The real estate industry is doing much better than other areas of the economy – after all, real estate is particularly popular in times of crisis. Felix von Saucken, head of the living area at real estate service provider Colliers International, even explains to ARD: “The greater the unrest in the population, the greater […] demand.”

Germany only slightly affected by international uncertainties – commercial real estate is popular

According to the report, the international market has become significantly more uncertain compared to the previous year, but according to the Knight Frank data available from Asscompact, German commercial real estate is still considered safe and stable: Germany is one of the few countries in which the investment volume has not only not decreased, but even increased be.

In the first half of 2019, capital inflows into the German commercial real estate market amounted to 13.1 billion US dollars – in the first half of 2020, however, inflows totaling 16.6 billion US dollars were recorded (this corresponds to an increase of 27 percent).

Germany is the cross-sector market leader in Europe and in second and third place globally

With inflows worth 32.3 billion US dollars, Germany was the second most popular destination for international real estate investors after the USA.

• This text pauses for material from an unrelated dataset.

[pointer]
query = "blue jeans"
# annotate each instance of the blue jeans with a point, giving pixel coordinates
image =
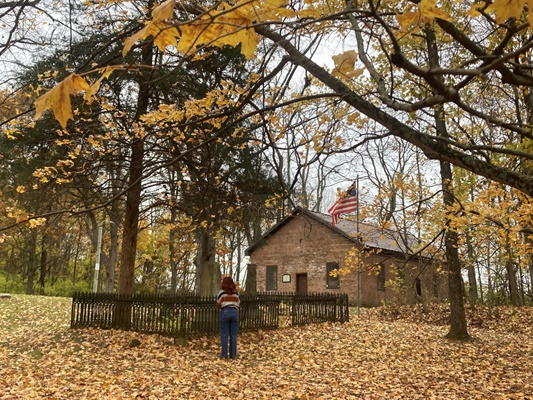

According to Asscompact, Knight Frank also ranked second among the leading investment markets in the second quarter of 2020 in the asset classes of senior and care properties, in industry and retail as well as in the residential property sector. The German class of office properties was able to achieve third place in the global ranking.

In all of the sectors mentioned, the inflow of capital has increased by percentage points in the smaller and larger double-digit range and Germany is the market leader across all sectors.

USA, Canada and Germany are key players in 2021

Asscompact quotes Ole Sauer, Managing Partner at Knight Frank in Berlin, with the following words: “Germany has so far handled the crisis extremely well […]. Quickly acting and resolutely implemented measures such as short-time working allowance and rent moratorium show the efficiency with which the German government has countered a severe economic downturn. “

In contrast to locations such as Paris or London, the German sub-markets are not very liquid, but they always recover from crises particularly quickly: probably one of the reasons that Knight Frank will have the USA, Canada and Germany in 2021 (in that order ) as both the top three sources of capital and goals.

According to the real estate consultancy, Singapore and locations where a lot of oil is extracted could also become attractive.